"Hooking up" is defined as a sexual encounter between two people without a commitment. The increasing prevalence of hook-ups on college campuses raises concern with respect to the potential for disease, pregnancy and psychological trauma. Moreover, hook-ups are an evolutionary paradox, at least for women.
Associate Professor Chris Reiber and her students have several studies evaluating the frequency of this phenomenon, its causes and implications. A small pilot study was conducted with a sample (n=38) of college students to assess how common various sexual behaviors are during hook-ups, and to assess the comfort levels of each gender with various sexual behaviors during a hook-up, as well as the accuracy of each gender's knowledge of the comfort level of others of the same and opposite genders. About 85 percent of participants reported having engaged in hook-ups. There was a gender difference in comfort levels with various sexual behaviors; men were more comfortable than women with all types of sexual behaviors. Women correctly attributed higher comfort levels to men, but overestimated men's comfort levels. Men correctly attributed lower comfort levels to women, but overestimated women's comfort levels with some behaviors and underestimated their comfort levels with other behaviors. Both genders attributed higher comfort levels to others of the same gender, creating a pluralistic ignorance effect that might contribute to the high frequency of hook-up behaviors in spite of the low comfort levels reported.

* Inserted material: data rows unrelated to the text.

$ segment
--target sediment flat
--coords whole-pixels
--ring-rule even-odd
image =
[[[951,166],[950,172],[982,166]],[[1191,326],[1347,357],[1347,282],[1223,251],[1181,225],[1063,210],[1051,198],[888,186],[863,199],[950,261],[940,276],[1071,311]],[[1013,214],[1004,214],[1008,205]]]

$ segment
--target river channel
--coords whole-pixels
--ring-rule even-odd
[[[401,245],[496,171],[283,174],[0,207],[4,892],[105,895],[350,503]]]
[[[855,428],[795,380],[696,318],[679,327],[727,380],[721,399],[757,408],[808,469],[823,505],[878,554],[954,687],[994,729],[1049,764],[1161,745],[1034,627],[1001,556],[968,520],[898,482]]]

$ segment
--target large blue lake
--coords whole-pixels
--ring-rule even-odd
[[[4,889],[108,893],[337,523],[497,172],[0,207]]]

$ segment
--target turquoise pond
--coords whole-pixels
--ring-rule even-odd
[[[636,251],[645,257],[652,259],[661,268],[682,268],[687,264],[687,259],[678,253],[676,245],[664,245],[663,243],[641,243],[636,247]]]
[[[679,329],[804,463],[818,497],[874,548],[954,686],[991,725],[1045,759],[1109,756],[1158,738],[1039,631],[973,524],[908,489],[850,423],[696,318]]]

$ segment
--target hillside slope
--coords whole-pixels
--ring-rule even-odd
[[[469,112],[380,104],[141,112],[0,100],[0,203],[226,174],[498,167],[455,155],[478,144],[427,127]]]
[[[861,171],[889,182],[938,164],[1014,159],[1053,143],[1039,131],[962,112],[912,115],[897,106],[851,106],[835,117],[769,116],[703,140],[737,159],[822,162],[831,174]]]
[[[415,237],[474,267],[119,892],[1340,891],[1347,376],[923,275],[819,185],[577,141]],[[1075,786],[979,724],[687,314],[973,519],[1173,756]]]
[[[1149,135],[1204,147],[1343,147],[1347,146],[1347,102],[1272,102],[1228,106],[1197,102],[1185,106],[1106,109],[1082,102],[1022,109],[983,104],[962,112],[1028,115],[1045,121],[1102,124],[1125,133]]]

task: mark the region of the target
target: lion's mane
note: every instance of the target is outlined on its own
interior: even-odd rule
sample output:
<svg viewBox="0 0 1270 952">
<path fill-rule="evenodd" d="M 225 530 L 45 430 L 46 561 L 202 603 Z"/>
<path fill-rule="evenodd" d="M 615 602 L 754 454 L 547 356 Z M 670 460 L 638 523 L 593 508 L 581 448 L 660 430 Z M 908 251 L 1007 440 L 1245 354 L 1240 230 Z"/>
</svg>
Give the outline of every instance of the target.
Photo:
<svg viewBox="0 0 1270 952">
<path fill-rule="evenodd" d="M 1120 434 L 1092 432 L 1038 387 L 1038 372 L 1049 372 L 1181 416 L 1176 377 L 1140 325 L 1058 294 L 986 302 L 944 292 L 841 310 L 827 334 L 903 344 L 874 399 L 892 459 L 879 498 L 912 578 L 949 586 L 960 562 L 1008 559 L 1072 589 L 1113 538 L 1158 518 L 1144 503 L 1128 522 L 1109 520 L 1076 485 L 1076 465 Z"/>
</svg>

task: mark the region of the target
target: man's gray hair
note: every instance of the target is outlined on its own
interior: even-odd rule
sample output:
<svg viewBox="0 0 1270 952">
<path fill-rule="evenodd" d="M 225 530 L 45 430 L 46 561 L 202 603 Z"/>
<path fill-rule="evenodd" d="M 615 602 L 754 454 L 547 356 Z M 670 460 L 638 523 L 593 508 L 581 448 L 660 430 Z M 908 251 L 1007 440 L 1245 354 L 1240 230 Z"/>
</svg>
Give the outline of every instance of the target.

Another ongoing project involves wide-scale surveying across campus to assess trends in hook-up behavior. Research shows that individuals overestimate others' comfort with uncommitted sexual behaviors and assign variable meanings to those behaviors. Misperception of sexual norms drives individuals to behave in ways they do not personally endorse. Negative consequences can include: emotional/psychological injury, sexual violence, sexually transmitted infections, unintended pregnancy and substance abuse. A recent survey of undergraduates (n=507) found 63 percent had "hooked up"; 78 percent overestimated others' comfort with sexual behaviors. In tandem, campus sexual assault reporting has doubled each of the past three years.
We are planning an intervention to reduce the pluralistic ignorance surrounding this potentially costly behavior. Correcting misperceptions of sexual norms will restore individual locus of control over sexual behavior, reproductive rights and personal decision-making. The project goals are to influence attitudes, knowledge and behavior in relation to sexuality by correcting misperceptions through marketing actual behavioral norms. The development and dissemination of educational programs concerning unrestricted sexual behavior will reduce harm and injustice by facilitating a new campus-wide discourse on uncommitted sexual behavior. The project has three stages: 1) development/piloting of a social norms marketing program targeting beliefs and attitudes toward sex, modeled after successful programs that target alcohol use; 2) implementation of the full-scale educational program; 3) baseline evaluation and ongoing assessment of program impact in several key domains linking research and action. Reduction of negative biomedical sequelae (psychological injury, physical injury, STI's, pregnancy, substance abuse) is expected, and will be assessed.